De vaststelling van een exploitatieplan is bij dit wijzigingsplan echter niet nodig, omdat de gemeente geen kosten hoeft te maken voor deze planontwikkeling. Een (eventuele) aanpassing van de rioolaansluiting wordt (afzonderlijk) in rekening gebracht bij de initiatiefnemers.
 
5.2 Maatschappelijke uitvoerbaarheid
   
5.2.1 Vooroverleg en inspraak
Initiatiefnemer woont sinds medio 2019 op locatie Broekhuizen 16 en directe omwonenden hebben niet aangegeven het hiermee oneens te zijn.

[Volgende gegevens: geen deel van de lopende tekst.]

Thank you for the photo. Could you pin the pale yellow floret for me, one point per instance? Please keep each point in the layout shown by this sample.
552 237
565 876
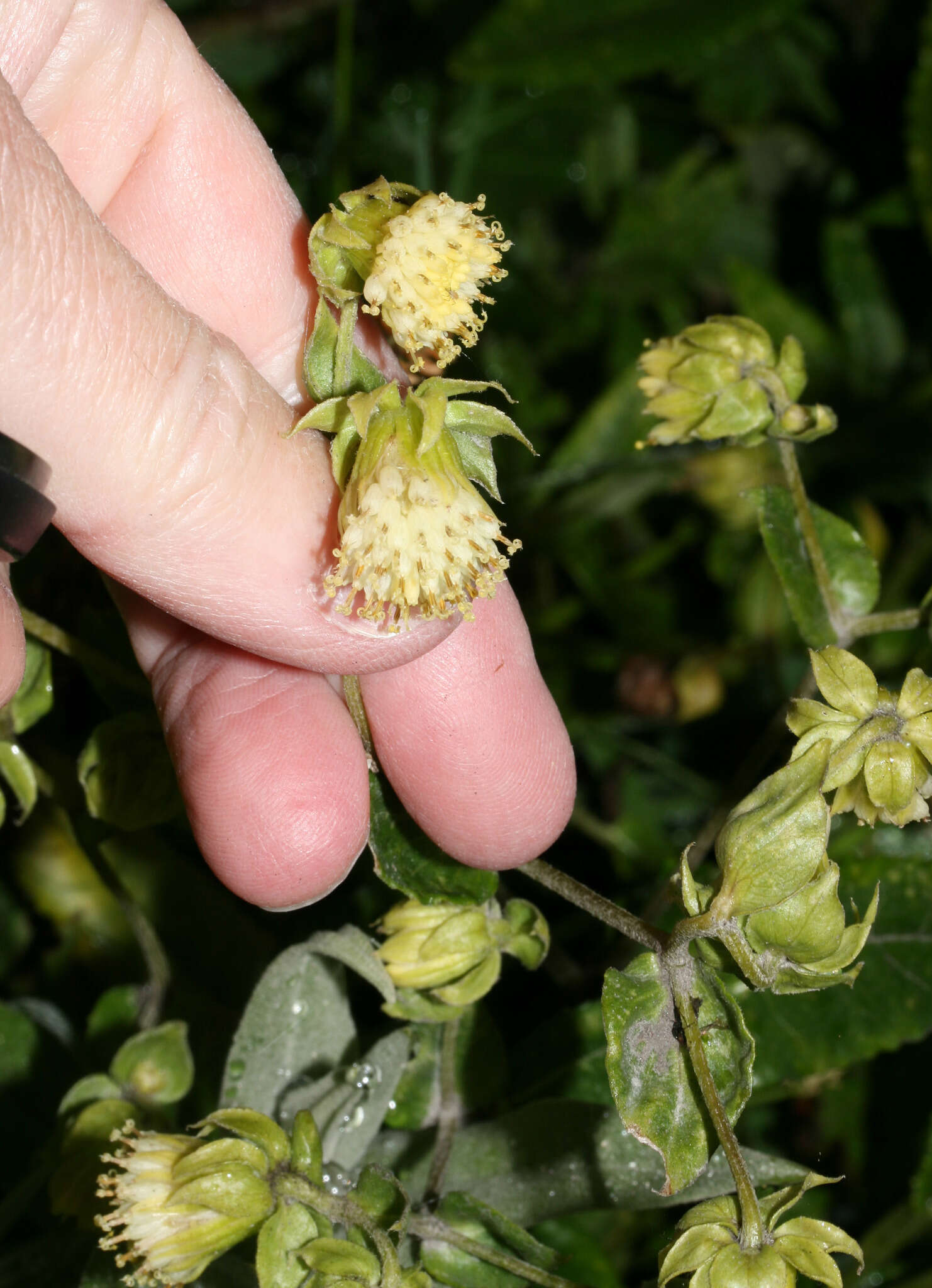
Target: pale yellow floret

In het kader van het artikel 3.1.1 van het Besluit ruimtelijke ordening is over het plan vooroverleg gevoerd met de provincie Drenthe. Deze heeft aangegeven dat er, mits het plan voldoet aan de voorwaarden bij de wijzigingsbevoegdheid, geen bezwaren zijn. Zoals in paragraaf 2.3 is onderbouwd, is het plan in overeenstemming met deze voorwaarden. Het vooroverleg met het waterschap is gevoerd door middel van de digitale watertoets. In paragraaf 3.4 is dit nader toegelicht.
  
5.2.2 Zienswijze reacties
Conform de Wet op de ruimtelijke ordening heeft het ontwerpwijzigingsplan van 7 mei 2020 tot en met 17 juni 2020 als ontwerp ter inzage gelegen, met de mogelijkheid voor een ieder tot het indienen van een zienswijze reactie bij het college.
 
Gedurende de periode van terinzagelegging zijn geen zienswijzereacties ontvangen.